I'm getting ready to leave for my trip to southern California. It's already Saturday evening and we are leaving bright and early on Tuesday morning.

The first thing on our check list is to finish building the rat cage. Yes, Breezy and I, who have no building/tool experience what so ever, decided to build a rat cage. I hunted around for one on Craigslist for awhile but nothing great was available and new rat cages are usually around eighty dollars. Breezy kept saying, "Lets build a cage. Let's build one!" and I continued to ignore her until I realized that maybe, it wasn't a bad idea.

After deciding to go through with the project, our first resolution was that we absolutely were not going to ask for help, at all. (At least until we screwed it up so badly that begging for some male TLC was the only option left). That left us with the task of navigating Home Depot solo.

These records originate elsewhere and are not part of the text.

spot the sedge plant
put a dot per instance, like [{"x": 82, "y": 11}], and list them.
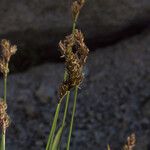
[
  {"x": 75, "y": 52},
  {"x": 7, "y": 50}
]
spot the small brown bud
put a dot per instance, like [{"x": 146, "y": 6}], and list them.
[{"x": 76, "y": 7}]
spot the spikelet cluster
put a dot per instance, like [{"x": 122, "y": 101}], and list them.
[
  {"x": 75, "y": 52},
  {"x": 131, "y": 140},
  {"x": 7, "y": 50},
  {"x": 4, "y": 118},
  {"x": 76, "y": 7}
]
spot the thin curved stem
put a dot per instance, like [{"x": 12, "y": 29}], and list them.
[
  {"x": 52, "y": 132},
  {"x": 72, "y": 118}
]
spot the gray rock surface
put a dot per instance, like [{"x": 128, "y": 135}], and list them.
[
  {"x": 111, "y": 103},
  {"x": 41, "y": 22}
]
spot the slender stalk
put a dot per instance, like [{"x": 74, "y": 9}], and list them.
[
  {"x": 5, "y": 87},
  {"x": 51, "y": 135},
  {"x": 3, "y": 136},
  {"x": 65, "y": 74},
  {"x": 3, "y": 141},
  {"x": 66, "y": 108},
  {"x": 72, "y": 118}
]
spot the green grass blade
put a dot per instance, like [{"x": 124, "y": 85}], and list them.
[
  {"x": 57, "y": 139},
  {"x": 54, "y": 125},
  {"x": 72, "y": 118}
]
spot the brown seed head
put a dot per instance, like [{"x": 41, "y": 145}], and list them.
[{"x": 75, "y": 52}]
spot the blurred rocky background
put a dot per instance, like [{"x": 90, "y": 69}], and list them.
[{"x": 114, "y": 100}]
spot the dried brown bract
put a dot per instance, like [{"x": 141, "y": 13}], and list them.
[
  {"x": 7, "y": 50},
  {"x": 4, "y": 118},
  {"x": 131, "y": 140},
  {"x": 76, "y": 7},
  {"x": 75, "y": 52}
]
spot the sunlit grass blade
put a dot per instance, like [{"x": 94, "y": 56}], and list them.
[
  {"x": 57, "y": 139},
  {"x": 52, "y": 132}
]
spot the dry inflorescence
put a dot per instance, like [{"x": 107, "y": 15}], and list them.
[
  {"x": 75, "y": 52},
  {"x": 4, "y": 118},
  {"x": 7, "y": 51},
  {"x": 131, "y": 140}
]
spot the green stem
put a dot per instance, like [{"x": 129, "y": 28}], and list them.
[
  {"x": 75, "y": 23},
  {"x": 5, "y": 87},
  {"x": 72, "y": 118},
  {"x": 3, "y": 136},
  {"x": 66, "y": 108},
  {"x": 3, "y": 141},
  {"x": 51, "y": 135}
]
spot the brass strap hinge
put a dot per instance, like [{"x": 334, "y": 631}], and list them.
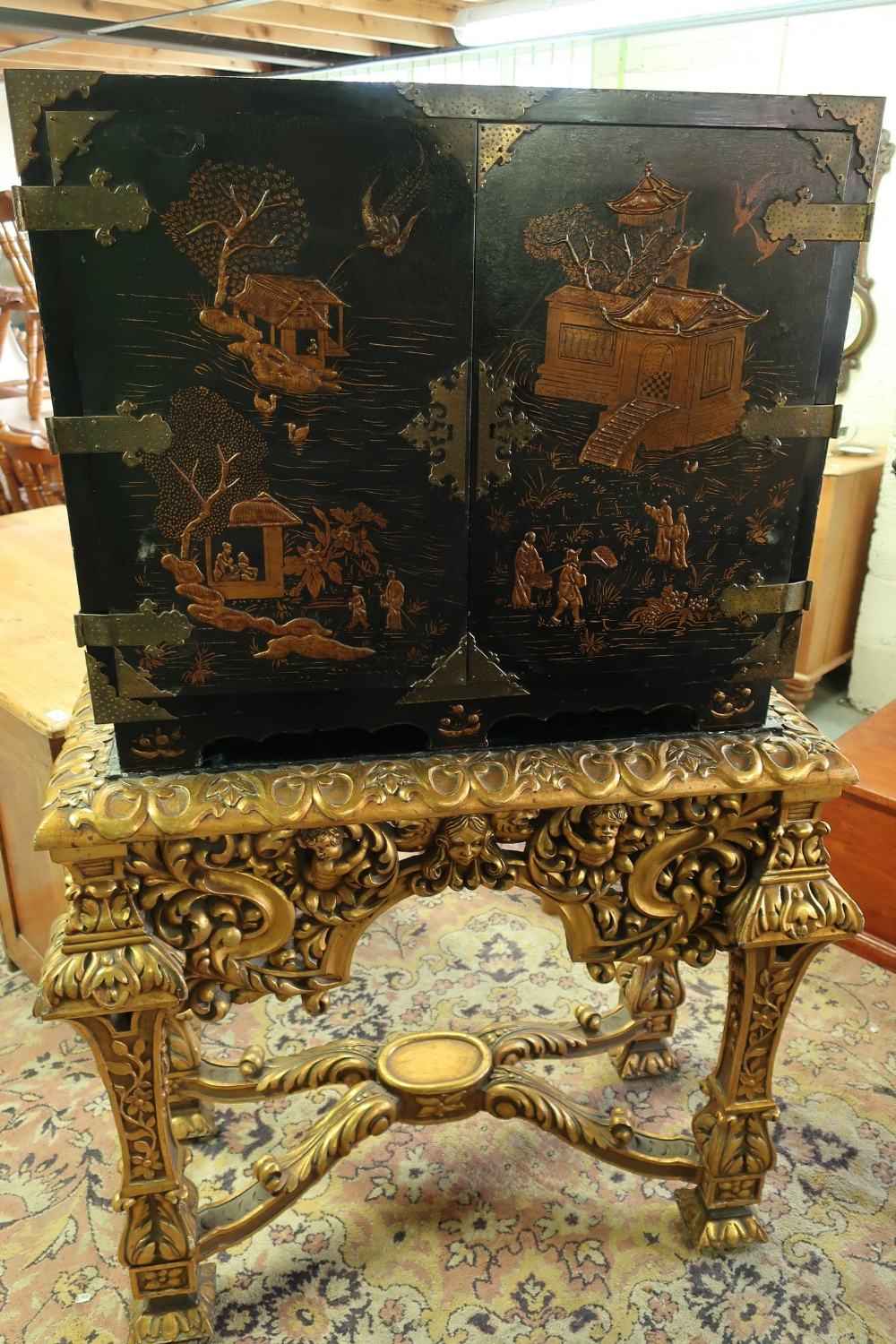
[
  {"x": 75, "y": 207},
  {"x": 770, "y": 425},
  {"x": 754, "y": 599},
  {"x": 145, "y": 628},
  {"x": 121, "y": 433},
  {"x": 807, "y": 220}
]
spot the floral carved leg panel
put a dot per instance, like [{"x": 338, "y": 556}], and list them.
[
  {"x": 121, "y": 991},
  {"x": 780, "y": 919}
]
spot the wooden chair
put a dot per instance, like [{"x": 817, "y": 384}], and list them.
[
  {"x": 30, "y": 473},
  {"x": 13, "y": 244}
]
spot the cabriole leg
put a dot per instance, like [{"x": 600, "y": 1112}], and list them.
[
  {"x": 777, "y": 924},
  {"x": 651, "y": 991},
  {"x": 732, "y": 1128},
  {"x": 121, "y": 989}
]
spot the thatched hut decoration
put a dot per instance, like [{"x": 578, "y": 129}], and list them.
[
  {"x": 301, "y": 317},
  {"x": 239, "y": 564}
]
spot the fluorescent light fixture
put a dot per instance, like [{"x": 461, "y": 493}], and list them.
[{"x": 527, "y": 21}]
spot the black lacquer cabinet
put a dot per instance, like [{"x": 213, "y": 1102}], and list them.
[{"x": 395, "y": 416}]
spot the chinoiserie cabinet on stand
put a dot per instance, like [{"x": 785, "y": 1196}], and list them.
[{"x": 443, "y": 468}]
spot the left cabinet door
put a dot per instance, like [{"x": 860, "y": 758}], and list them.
[{"x": 297, "y": 311}]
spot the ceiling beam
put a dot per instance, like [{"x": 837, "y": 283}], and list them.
[
  {"x": 308, "y": 26},
  {"x": 280, "y": 22},
  {"x": 223, "y": 53},
  {"x": 411, "y": 11},
  {"x": 105, "y": 64},
  {"x": 134, "y": 56}
]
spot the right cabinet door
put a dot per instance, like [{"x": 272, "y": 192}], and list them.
[{"x": 629, "y": 539}]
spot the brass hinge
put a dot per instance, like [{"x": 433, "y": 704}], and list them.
[
  {"x": 807, "y": 220},
  {"x": 121, "y": 433},
  {"x": 116, "y": 706},
  {"x": 75, "y": 207},
  {"x": 145, "y": 628},
  {"x": 754, "y": 599},
  {"x": 772, "y": 655},
  {"x": 770, "y": 425}
]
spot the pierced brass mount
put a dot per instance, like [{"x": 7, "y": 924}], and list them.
[
  {"x": 864, "y": 118},
  {"x": 30, "y": 91},
  {"x": 78, "y": 207},
  {"x": 466, "y": 669},
  {"x": 807, "y": 220},
  {"x": 67, "y": 134},
  {"x": 500, "y": 430},
  {"x": 748, "y": 601},
  {"x": 769, "y": 425},
  {"x": 120, "y": 433},
  {"x": 145, "y": 628},
  {"x": 443, "y": 430}
]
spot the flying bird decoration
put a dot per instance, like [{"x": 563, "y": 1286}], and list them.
[
  {"x": 747, "y": 206},
  {"x": 297, "y": 433},
  {"x": 383, "y": 222}
]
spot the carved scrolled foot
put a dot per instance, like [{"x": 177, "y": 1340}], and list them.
[
  {"x": 718, "y": 1231},
  {"x": 640, "y": 1059},
  {"x": 175, "y": 1320},
  {"x": 193, "y": 1121}
]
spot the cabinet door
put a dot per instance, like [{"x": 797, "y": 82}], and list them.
[
  {"x": 630, "y": 308},
  {"x": 300, "y": 282}
]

We found many sharp and shiny objects along the shelves at the store and maybe attracted more than a few funny looks from shoppers who actually had some concept of what they were doing but eventually a worker pointed us in the right direction. We bought two rolls of hardware cloth and have been in the process of creating the perfect cage.

However, we need the cage to be finished before we leave.

Second task is cleaning our room so Breezy's dad doesn't have fun rummaging through the clutter. (In my defense, my side of the room is mostly clean.)


Third is to do laundry and pack.

Forth involves getting my car ready. The valve cover gasket needs to be fixed, or something like that. Garrett is going to help me, or rather I'm going to help him. Afterward apparently we are going for a 2 or 3 hour drive to make sure the thing actually works, A-okay, or something like that.

Busy, busy, busy and not very much time left.